Thomas Schäfer: Man sagt ja, Projekte dauern sechs Monate, dann sind sie vorbei — alles andere ist ein Zustand. Es war als Projekt aufgelegt, aber mit ganz losen Regularien. Normalerweise hat man ja ein klares Ziel, wo man hin will, und wir haben einfach das Ziel bekommen: “Lauft mal los und probiert ein bisschen aus.” Es wird zwar als Projekt gesehen, ist aber kein klassisches. Wir haben zwar einen Projektauftraggeber und so weiter, das wird nicht so gelebt, wie es in klassischen Projekten der Fall ist.

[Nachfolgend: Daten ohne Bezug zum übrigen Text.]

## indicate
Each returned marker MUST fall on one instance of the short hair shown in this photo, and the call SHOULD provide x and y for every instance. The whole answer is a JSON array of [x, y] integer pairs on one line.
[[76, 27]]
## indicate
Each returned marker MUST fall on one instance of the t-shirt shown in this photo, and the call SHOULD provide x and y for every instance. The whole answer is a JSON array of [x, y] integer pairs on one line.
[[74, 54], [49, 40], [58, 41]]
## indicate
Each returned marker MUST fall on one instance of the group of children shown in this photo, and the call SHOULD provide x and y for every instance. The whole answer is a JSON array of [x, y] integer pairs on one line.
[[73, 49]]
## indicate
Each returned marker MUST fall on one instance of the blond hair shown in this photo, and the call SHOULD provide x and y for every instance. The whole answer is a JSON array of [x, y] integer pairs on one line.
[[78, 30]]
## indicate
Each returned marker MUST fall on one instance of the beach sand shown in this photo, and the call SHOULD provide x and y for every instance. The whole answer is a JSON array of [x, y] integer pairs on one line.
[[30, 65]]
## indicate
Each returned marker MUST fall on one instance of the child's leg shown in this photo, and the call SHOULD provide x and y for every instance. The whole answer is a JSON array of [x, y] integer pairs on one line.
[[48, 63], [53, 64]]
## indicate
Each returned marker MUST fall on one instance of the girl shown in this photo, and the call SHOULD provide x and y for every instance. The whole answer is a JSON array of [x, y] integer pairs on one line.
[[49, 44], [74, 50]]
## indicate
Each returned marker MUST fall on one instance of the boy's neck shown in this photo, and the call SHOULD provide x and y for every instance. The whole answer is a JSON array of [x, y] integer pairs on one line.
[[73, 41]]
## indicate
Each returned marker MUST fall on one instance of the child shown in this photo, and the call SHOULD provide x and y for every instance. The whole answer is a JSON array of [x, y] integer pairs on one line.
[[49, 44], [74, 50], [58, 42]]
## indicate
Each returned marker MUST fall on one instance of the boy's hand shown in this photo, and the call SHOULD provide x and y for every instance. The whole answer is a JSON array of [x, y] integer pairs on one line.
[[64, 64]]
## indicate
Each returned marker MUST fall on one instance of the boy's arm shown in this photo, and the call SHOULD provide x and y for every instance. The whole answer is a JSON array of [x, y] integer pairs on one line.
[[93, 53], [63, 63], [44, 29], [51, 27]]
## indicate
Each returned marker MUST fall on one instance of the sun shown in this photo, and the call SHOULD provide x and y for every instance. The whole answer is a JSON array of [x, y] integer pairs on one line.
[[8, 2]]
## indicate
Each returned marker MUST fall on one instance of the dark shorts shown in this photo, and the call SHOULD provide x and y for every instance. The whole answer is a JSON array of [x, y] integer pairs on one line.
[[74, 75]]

“Wenn man Digitalisierungsthemen angeht, muss man gucken, was das mit den Leuten macht.”

Nina: Erzähl mal: Seit wann macht ihr das, wie viele Leute seid ihr…?

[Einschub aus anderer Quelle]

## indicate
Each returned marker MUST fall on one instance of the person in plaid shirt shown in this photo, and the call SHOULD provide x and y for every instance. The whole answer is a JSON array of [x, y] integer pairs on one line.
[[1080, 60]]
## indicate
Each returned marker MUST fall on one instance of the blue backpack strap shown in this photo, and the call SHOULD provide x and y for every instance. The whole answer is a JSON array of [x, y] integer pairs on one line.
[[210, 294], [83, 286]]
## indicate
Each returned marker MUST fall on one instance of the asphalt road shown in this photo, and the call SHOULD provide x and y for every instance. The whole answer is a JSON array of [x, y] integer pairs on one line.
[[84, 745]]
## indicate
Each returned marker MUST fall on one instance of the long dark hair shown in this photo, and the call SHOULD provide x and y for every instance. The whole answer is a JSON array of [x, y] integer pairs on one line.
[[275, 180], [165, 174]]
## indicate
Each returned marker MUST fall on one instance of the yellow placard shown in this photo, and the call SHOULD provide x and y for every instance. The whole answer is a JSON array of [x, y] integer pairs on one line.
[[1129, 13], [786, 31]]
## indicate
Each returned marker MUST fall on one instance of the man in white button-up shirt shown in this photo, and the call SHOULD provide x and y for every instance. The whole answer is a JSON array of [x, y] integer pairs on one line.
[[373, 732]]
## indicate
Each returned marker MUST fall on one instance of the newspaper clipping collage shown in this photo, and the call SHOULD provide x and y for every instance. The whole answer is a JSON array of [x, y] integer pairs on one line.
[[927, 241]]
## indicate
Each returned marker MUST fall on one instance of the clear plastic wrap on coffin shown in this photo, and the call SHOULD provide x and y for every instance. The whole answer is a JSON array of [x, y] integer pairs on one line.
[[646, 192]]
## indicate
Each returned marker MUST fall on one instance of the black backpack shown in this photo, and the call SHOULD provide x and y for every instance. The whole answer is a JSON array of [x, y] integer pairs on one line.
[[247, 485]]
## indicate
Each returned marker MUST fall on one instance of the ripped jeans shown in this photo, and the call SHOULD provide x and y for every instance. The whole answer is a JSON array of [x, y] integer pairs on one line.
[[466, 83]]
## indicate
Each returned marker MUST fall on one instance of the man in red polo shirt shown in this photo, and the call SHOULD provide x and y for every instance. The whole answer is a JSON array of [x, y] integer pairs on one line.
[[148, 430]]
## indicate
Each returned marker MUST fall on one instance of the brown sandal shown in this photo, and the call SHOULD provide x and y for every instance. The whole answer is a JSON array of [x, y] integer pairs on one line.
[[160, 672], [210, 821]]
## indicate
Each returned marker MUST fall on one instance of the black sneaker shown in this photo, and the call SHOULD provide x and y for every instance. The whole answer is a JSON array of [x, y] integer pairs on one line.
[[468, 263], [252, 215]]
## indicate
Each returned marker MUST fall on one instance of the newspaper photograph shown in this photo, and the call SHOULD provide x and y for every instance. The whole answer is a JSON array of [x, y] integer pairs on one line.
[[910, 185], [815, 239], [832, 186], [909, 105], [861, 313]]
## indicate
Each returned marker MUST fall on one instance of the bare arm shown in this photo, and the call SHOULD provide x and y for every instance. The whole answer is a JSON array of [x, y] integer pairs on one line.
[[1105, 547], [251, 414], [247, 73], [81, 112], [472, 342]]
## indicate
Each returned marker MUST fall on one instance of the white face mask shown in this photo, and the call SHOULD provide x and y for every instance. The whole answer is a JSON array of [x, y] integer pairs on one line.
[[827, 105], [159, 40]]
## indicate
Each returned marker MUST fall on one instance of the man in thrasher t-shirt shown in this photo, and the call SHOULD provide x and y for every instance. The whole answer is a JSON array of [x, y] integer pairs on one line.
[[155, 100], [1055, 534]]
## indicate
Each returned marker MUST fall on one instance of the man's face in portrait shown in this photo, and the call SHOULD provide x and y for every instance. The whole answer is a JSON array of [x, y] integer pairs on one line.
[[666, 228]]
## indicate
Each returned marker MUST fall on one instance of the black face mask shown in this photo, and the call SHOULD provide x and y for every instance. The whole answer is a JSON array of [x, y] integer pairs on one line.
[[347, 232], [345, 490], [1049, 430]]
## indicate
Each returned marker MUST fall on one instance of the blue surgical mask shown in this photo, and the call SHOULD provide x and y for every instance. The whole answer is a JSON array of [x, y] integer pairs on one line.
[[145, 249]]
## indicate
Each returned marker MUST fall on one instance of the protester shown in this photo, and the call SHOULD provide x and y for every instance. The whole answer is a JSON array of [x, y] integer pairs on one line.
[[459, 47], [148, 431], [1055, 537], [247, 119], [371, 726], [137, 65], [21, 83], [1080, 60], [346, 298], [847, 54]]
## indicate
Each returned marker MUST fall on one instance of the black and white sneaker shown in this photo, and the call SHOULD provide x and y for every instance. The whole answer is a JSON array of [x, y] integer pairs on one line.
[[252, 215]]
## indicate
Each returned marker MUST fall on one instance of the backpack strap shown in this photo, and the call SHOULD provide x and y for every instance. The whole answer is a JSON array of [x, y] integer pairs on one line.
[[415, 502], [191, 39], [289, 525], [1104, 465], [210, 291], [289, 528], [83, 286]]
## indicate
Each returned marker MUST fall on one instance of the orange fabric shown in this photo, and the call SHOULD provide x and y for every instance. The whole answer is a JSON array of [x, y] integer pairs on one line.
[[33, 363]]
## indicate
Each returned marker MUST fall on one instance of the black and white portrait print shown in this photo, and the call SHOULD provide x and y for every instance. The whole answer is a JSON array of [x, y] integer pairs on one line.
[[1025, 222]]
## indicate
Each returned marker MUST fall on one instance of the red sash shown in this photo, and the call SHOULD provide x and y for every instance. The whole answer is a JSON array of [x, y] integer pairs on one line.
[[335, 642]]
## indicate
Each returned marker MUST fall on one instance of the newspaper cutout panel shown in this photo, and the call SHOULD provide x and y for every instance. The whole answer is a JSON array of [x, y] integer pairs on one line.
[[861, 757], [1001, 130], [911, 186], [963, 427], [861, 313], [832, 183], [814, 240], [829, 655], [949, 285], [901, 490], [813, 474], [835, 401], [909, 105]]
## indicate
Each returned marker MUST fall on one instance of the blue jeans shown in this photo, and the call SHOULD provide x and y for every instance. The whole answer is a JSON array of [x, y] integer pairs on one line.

Thomas: 2018 war der Startpunkt des Projektes, vom Dezernenten Sebastian Kopietz beauftragt. Der offizielle Projektleiter ist Björn Schoppohl mit einer halben Stelle, und dann noch ich mit meiner halben. Das heißt, dass sich ein Vollzeit-Äquivalent um das Ganze kümmert. Wir können auf Ressourcen zugreifen, die in der Organisation schon vorhanden sind. Also, wir können anklopfen und sagen: “wir brauchen das, könnt ihr uns dabei helfen?” Der Ursprungs-Testpilot ist die Stabsstelle für Arbeitsschutz, Arbeitssicherheit und Gesundheit. Das sind 15 Leute, die ganz unterschiedliche Bereiche betreuen. Darin sind Betriebsärtzt*innen, eine Sekretärin, vier Fachkräfte für Arbeitsschutz und Arbeitssicherheit — “FaSi” ist die Abkürzung dafür. Und dann sitzen da unser Psychologe und das betriebliche Wiedereingliederungsmanagement.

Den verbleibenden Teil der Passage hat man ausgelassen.